I believe that a very high threshold must be met before the use
of military force by the U.S. can be justified. It must be truly
a last resort, used only after all reasonable diplomatic and
other non-violent alternatives have been exhausted. Our goals
must be clear, the means proportionate, the prospects for success
strong, and Congress must be consulted thoroughly and in advance
on its use. I believe these criteria have been met in Kosovo,
and that the effort to deter further ethnic cleansing by the
Serbs justified its use. In our system of checks and balances,
military action of this kind should also have prior Congressional
authorization, as required by the Constitution; I do not believe
that the President should be given a blank check by Congress in
Kosovo. For example, I opposed the expansion of the bombing
campaign to targets within Belgrade, the capital of Yugoslavia.
In this case, I do not believe the limited military utility of
such strikes outweighs the potential for Serb civilian
casualties.

As of the date of this letter, the NATO bombing campaign
continues in Kosovo. In addition, the United States and the
international community have marshaled a huge humanitarian relief
effort to ease the suffering of the hundreds of thousands of
Kosovar refugees who have flooded into Albania, Macedonia,
Montenegro, and Kosovo's other nearby neighbors.

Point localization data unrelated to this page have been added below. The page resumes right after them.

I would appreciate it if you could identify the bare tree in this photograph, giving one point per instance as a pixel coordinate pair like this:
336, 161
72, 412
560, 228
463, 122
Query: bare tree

It is critical
that the urgent needs of refugees be met and that support be
given to those nations who have accepted large numbers of
displaced persons.

It seems likely that the NATO military intervention in Kosovo
will continue until the government of Serbia agrees, at a
minimum, to halt its ethnic cleansing campaign and allow ethnic
Albanians to return to their homes in an environment that is
secure -- a security guaranteed and verified by an international
military presence.

I offer my unqualified support for U.S. troops participating in
the NATO bombing campaign there and for their families back home.
I have been hoping and praying for a prompt end to the violence
and for their safe return home. I will continue to follow events
in the Balkans very carefully and will keep your comments on this
matter in mind.

Again, thank you for contacting me. Please stay in touch.